I'm using Google Cloud Dataflow and have a ParDo function that requires access to all the elements in a PCollection. To accomplish this, I wanted to convert a PCollection<T> into a PCollection<Iterable<T>> containing a single Iterable of all the elements. I was wondering if there's a cleaner/simpler/faster solution to what I have come up with.
The first approach was to create a dummy key, perform a GroupByKey, and get the values afterwards.
PCollection<MyType> myData;
// AddDummyKey() outputs KV.of(1, context.element()) for everything
PCollection<KV<Integer, MyType>> myDataKeyed = myData.apply(ParDo.of(new AddDummyKey()));
// Group by dummy key
PCollection<KV<Integer, Iterable<MyType>>> myDataGrouped = myDataKeyed.apply(GroupByKey.create());
// Extract values
PCollection<Iterable<MyType>> myDataIterable = myDataGrouped.apply(Values.<Iterable<MyType>>create()
The second approach followed the recommendation here: How do I make View's asList() sortable in Google Dataflow SDK? but without the sorting. I created a View.asList(), created a dummy PCollection, and then applied a ParDo function on the dummy PCollection with the view as a side input and simply returned the view.

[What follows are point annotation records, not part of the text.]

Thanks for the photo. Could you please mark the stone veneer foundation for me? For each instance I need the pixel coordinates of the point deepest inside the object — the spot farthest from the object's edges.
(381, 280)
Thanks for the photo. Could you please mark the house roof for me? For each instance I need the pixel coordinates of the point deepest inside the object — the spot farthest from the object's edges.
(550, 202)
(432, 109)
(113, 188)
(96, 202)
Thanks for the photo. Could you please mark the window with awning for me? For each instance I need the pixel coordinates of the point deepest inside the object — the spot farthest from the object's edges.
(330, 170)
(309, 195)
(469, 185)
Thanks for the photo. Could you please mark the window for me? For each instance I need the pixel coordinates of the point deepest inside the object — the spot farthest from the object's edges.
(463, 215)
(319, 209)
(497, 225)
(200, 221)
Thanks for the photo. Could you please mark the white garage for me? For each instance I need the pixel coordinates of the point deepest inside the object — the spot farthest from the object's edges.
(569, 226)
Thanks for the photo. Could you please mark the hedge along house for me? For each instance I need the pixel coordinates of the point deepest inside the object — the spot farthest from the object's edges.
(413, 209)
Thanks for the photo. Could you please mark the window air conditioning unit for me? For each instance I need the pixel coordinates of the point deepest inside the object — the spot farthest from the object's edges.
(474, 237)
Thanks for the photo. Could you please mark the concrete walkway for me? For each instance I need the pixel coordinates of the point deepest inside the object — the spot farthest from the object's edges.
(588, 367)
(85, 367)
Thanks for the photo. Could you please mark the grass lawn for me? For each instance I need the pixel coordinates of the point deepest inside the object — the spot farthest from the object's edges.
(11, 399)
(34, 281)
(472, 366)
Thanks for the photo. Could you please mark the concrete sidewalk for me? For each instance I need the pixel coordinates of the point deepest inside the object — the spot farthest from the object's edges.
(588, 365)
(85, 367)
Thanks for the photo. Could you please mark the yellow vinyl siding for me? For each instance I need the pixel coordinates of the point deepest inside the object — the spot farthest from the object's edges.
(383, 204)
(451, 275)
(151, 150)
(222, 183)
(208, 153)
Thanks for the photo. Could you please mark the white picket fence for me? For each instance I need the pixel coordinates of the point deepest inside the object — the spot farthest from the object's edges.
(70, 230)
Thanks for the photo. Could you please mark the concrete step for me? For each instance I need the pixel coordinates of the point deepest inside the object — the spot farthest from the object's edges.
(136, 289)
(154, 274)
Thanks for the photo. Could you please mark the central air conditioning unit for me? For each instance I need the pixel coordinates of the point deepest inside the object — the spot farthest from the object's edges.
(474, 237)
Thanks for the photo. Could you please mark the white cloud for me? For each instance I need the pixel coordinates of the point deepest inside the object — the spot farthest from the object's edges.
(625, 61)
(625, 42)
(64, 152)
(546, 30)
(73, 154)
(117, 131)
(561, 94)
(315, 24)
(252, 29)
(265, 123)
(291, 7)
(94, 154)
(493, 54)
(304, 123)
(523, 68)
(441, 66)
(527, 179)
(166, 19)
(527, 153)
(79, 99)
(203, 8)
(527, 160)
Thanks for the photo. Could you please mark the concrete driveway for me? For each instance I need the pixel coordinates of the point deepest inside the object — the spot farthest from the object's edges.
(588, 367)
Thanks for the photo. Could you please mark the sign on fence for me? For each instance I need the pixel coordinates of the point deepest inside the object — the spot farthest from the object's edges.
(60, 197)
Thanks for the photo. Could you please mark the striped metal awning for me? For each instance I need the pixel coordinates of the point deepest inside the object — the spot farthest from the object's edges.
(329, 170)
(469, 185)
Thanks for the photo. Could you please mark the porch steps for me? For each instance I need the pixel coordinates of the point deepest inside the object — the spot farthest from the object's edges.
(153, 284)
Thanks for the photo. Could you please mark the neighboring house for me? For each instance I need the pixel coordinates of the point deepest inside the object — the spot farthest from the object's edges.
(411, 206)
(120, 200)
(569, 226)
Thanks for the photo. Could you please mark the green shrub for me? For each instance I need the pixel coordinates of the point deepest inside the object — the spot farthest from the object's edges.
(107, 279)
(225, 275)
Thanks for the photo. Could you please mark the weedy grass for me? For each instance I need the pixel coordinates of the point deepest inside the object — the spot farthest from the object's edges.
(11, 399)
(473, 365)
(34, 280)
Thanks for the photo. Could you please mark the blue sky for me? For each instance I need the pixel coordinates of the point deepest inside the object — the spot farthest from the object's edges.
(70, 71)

PCollection<MyType> myData;
// Create view of the PCollection as a list
PCollectionView<List<MyType>> myDataView = myData.apply(View.asList());
// Create dummy PCollection
PCollection<Integer> dummy = pipeline.apply(Create.<Integer>of(1));
// Apply dummy ParDo that returns the view
PCollection<List<MyType>> myDataList = dummy.apply(
ParDo.withSideInputs(myDataView).of(new DoFn<Integer, List<MyType>>() {
@Override
public void processElement(ProcessContext c) {
c.output(c.sideInput(myDataView));
}
}));
It seems like there would be a pre-defined combine function for this task, but I can't find one. Thanks for the help!